FLANKER, FORT HALIFAX.
In 1704 the assembly of New Hampshire ordered that every householder should provide himself with snow-shoes, for the use of winter scouting parties. (N. H. Prov. Papers, iii. 290.) In 1724 Fort Dummer was built near the modern Brattleboro, in territory then claimed by Massachusetts. (Hist. Mag., x. 109, 141, 178; N. H. Hist. Soc. Coll., i. 143; N. H. Adj.-Gen. Rept., 1866, ii. p. 122.) In 1746, after the alarm over the D’Anville fleet had subsided, Atkinson’s New Hampshire regiment was sent north to meet any invasion from Canada. (N. H. Adj.-Gen. Rept., 1866, ii. 83.) The next year (1747), Walter Bryent advanced with his regiment as far as Lake Winnepesaukee. (N. E. Hist. and Geneal. Reg., July, 1878, p. 297; N. H. Prov. Papers, v. 431, 471; Belknap, ii. 228.)

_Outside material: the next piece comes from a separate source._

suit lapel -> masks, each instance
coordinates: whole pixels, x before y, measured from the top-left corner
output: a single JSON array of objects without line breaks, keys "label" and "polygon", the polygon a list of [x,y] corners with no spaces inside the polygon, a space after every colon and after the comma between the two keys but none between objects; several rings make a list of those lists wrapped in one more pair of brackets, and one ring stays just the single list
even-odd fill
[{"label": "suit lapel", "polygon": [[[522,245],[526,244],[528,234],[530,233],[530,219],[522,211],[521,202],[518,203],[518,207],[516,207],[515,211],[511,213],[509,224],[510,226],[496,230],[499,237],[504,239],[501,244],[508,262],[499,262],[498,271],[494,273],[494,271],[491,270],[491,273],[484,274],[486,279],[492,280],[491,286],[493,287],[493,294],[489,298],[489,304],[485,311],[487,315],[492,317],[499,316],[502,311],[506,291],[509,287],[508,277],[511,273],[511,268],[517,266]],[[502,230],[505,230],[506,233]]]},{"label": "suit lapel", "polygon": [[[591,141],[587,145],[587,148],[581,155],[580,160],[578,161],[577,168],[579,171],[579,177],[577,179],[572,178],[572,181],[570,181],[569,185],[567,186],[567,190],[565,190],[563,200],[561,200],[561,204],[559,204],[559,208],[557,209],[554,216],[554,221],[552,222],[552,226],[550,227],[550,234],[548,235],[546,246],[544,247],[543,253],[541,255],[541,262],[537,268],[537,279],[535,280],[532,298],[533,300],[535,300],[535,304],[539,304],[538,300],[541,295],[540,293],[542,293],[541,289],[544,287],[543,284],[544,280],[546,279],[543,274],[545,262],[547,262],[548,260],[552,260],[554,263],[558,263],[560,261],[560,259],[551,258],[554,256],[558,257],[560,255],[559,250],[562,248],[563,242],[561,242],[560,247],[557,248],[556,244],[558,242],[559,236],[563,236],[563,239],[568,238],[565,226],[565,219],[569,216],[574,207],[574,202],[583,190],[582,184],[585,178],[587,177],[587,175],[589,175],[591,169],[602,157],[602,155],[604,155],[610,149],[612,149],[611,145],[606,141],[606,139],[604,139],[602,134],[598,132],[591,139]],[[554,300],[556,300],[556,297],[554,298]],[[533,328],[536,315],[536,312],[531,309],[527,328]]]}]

In 1747 the fort at “no. 4,” or Charlestown, the outpost towards Canada, was attacked. (Saunderson’s Charlestown; Stone’s Sir William Johnson, i. 260.)
In 1752-54 there is record of the hostilities on the New Hampshire borders in the N. H. Prov. Papers, vi. 301, 310-319.
The St. Francis Indians confronted the settlements of the upper Connecticut, and in 1752 Shirley sent Capt. Phineas Stevens to treat with them in the presence of the governor of Canada. (N. Y. Col. Docs., x. 252.) For the massacre at Hinsdale in 1755, and attacks in the Connecticut valley, see N. H. Prov. Papers, vi. 412, and Adj.-Gen. Report, 1866, vol. ii. 153.